In the U.S., cable is available to 94% of all households. Also, the U.S. is home to the world’s fastest fiber-to-home market, with a 99% annual growth rate in subscribers compared with a relatively anemic 13% growth rate in Europe.

In fact, the European Competitive Telecommunications Association reported last fall that Europe is experiencing a significant slowdown in the annual growth rate of broadband subscriptions, falling to 14% from 23% annual growth. Growth stalled in a number of countries, including Denmark and Belgium (4% in each country). And France — a relative star — exhibited just 10% growth. Yet all of these nations are “ahead” of us on the much-talked-about OECD chart.

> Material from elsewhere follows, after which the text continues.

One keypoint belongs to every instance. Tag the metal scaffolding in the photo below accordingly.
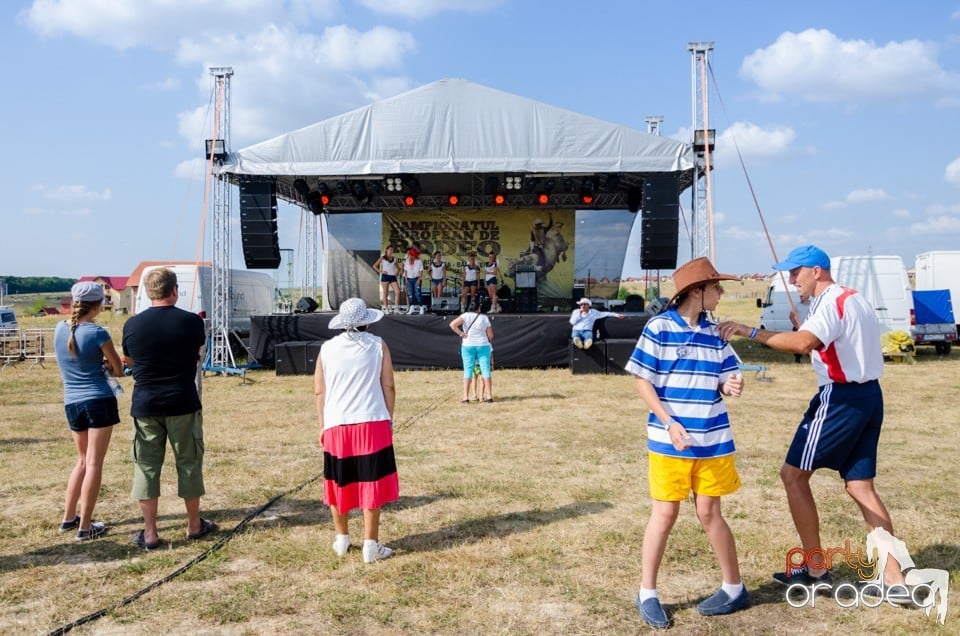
(702, 239)
(219, 354)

Here in the U.S., the country that is allegedly “falling behind,”

broadband adoption is accelerating. Government studies confirm that America’s broadband growth rate has jumped from 32% per year to 52%.

With new numbers expected shortly, we anticipate a continued positive trend. Criticisms of our definition of “broadband” being too lax are already irrelevant as over 50 million subscribers are in the 1.5 to 3.0 megabits-per-second “fast lane.”

So cable covers 94% of American households. Tack on the telephone companies and you’re covering 98%. With FTTH installs growing at 99% per year, and cable dramatically increasing speeds on their existing infrastructure, our problem isn’t deployment. It’s also not speed. Our problem is, simply put, one of adoption.

As hard as this is for the “enlightened” technologists to understand, some people just don’t see the advantage to having a high speed connection. For many, a night out at a movie with a family of four ($51 – $36 for tickets, and let’s say $15 for popcorn and cokes) is worth more than that high-speed connection ($40).

You can argue the relative value of the Internet in people’s lives, but unless the buyer sees the value, you’ll never make the sale.

I imagine when electricity was new – and a lot of people were wiring up their homes, and touting the great things you could do with lights on-demand – there were still some who didn’t get it. “Why spend the money on electricity?” they asked. “I have candles, why would I need to pay someone for electric lights?”

That mentality still exists. There will always be late adopters. There will always be hold-outs. However, empowering the federal government to solve yet another problem (Immigration reform? Hurricane Katrina? Waco? Ruby Ridge?) is never a good idea. Having them pick winners and losers in technology is a sure-fire way to be sure you end up with nothing but losers.

If government must get involved in trying to spur broadband adoption, they should give tax credits for broadband, or incentivize companies who provide broadband services to expand their offering or engage in R&D to find new, faster methods of connection.

Address the problem, not the hysteria.